UC Berkeley

This dissertation explores interface interactions, topology of spin structures, and the use of interface interactions in manipulating the topology of spin structures. First, I will present our work on interface interactions in magnetic thin film heterostructures. A majority of interesting phenomena in magnetic heterostructures are caused primarily by the interface interactions. In exchange bias system CoO/MgO/Fe/Ag(001), the role of frozen and rotatable antiferromagnetic spins in exchange bias system was investigated using X-ray Magnetic Linear Dichroism (XMLD). In the Py/FeMn/Ni/Cu(001) system, the indirect coupling through an antiferromagnetic spacer layer was studied through anisotropy measurements using Rotating-Field Magneto-Optical Kerr Effect (ROTMOKE).

Second, I will present our work on artificial topological spin structures. Traditionally, research on nanostructured magnetic materials has focused on the study of uniformly magnetized thin films. With the increasing capability to prepare and manipulate non-uniform spin configurations in recent years, various topological spin structure have been realized.

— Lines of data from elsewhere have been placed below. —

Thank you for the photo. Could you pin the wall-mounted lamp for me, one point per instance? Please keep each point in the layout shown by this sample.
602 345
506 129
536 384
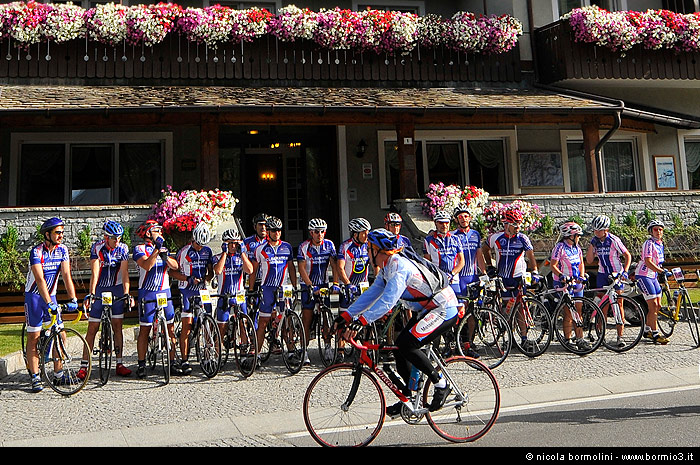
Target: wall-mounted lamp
361 148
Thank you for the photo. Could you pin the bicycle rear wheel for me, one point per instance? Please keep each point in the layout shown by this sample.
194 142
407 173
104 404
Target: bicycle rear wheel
61 357
344 406
208 345
471 408
293 342
621 338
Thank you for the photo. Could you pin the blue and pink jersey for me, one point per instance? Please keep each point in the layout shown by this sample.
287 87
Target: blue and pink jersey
155 279
51 265
111 262
316 259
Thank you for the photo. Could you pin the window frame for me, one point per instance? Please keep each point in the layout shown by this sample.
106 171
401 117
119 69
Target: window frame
17 139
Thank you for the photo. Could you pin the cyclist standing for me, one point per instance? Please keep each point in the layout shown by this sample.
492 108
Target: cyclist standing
611 252
274 258
109 263
154 262
196 262
46 261
650 263
434 311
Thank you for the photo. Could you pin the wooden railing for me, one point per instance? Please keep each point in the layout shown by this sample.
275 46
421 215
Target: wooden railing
267 61
559 57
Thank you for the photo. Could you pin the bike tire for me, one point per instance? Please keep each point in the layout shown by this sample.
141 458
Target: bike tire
344 406
293 342
69 353
245 345
471 409
538 329
632 329
208 345
105 351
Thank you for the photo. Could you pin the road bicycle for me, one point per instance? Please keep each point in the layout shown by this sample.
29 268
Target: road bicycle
674 309
624 317
239 335
345 405
60 351
284 333
105 344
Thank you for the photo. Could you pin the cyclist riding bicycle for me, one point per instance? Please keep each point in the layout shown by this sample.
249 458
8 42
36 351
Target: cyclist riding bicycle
109 265
154 262
230 268
274 258
649 267
196 262
432 301
314 257
46 261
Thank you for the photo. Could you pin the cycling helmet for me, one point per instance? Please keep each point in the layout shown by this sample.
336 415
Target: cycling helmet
392 217
201 234
317 224
569 229
600 222
512 217
383 239
442 217
359 225
50 224
112 228
653 223
274 223
146 227
231 235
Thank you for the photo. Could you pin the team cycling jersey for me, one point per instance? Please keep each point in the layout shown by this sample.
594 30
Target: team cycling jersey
401 279
51 265
443 251
609 252
356 261
316 260
194 263
652 249
510 253
274 262
155 279
111 261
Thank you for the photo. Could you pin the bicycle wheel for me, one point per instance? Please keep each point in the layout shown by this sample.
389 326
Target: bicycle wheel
592 326
621 338
105 358
293 342
471 408
208 345
531 327
61 357
344 406
664 317
326 339
245 345
490 337
691 313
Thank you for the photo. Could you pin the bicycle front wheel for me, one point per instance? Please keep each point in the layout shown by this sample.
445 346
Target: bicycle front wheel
472 406
61 357
344 406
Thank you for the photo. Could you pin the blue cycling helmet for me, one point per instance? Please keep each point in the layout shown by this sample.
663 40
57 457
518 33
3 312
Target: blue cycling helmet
50 224
112 228
383 239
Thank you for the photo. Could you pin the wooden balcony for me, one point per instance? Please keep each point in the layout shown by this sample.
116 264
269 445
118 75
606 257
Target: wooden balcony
264 62
560 58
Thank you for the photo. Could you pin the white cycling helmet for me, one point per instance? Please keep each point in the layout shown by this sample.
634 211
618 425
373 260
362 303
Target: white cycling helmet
600 222
201 234
359 225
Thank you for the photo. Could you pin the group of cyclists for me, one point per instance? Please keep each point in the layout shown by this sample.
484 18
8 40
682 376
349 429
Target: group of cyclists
428 283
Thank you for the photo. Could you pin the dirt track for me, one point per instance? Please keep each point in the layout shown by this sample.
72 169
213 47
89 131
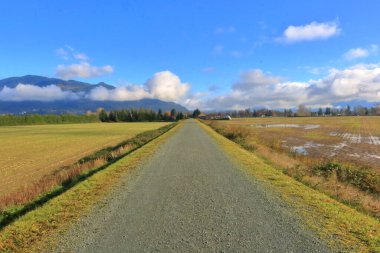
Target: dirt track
190 198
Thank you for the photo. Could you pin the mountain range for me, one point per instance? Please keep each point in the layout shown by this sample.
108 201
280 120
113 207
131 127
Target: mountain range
78 106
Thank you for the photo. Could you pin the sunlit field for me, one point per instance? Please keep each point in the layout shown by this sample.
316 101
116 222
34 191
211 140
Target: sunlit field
27 153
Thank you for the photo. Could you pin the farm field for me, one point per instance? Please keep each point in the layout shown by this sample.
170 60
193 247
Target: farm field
345 139
27 153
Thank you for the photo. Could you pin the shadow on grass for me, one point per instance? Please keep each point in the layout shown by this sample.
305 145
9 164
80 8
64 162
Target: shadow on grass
8 217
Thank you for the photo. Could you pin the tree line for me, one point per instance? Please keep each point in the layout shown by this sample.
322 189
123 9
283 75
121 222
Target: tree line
139 115
301 111
38 119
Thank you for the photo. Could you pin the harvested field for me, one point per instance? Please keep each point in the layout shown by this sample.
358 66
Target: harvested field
339 156
345 139
27 153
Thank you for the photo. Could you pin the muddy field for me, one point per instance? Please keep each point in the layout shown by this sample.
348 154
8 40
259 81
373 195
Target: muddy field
345 139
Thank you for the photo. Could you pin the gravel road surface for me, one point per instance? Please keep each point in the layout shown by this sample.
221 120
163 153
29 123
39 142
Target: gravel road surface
190 197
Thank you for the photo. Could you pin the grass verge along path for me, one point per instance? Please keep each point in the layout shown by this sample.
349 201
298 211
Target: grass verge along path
337 223
35 230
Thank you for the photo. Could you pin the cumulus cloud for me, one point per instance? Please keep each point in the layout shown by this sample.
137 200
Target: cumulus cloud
167 86
309 32
130 92
81 57
255 88
356 53
26 92
83 69
163 85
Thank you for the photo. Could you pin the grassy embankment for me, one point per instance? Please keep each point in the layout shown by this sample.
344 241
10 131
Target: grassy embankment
337 223
38 229
353 180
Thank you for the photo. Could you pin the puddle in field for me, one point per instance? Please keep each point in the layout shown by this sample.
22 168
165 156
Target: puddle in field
373 156
357 138
303 149
306 127
299 150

In magnetic thin films, magnetic vortex states can be stabilized by reducing the lateral dimension of the magnetic thin film to the nanoscale due to the increased shape anisotropy. By combining this shape anisotropy and interlayer exchange coupling at the interface, we showed that more complex topological spin structures such as spin skyrmions and hedgehog spin merons can be stabilized and manipulated. By utilizing uniaxial strain in a ferroelectric-ferromagnetic system Co/Cu/PMN-PT(011), we demonstrated a method to manipulate the circulation of a magnetic vortex state using strain.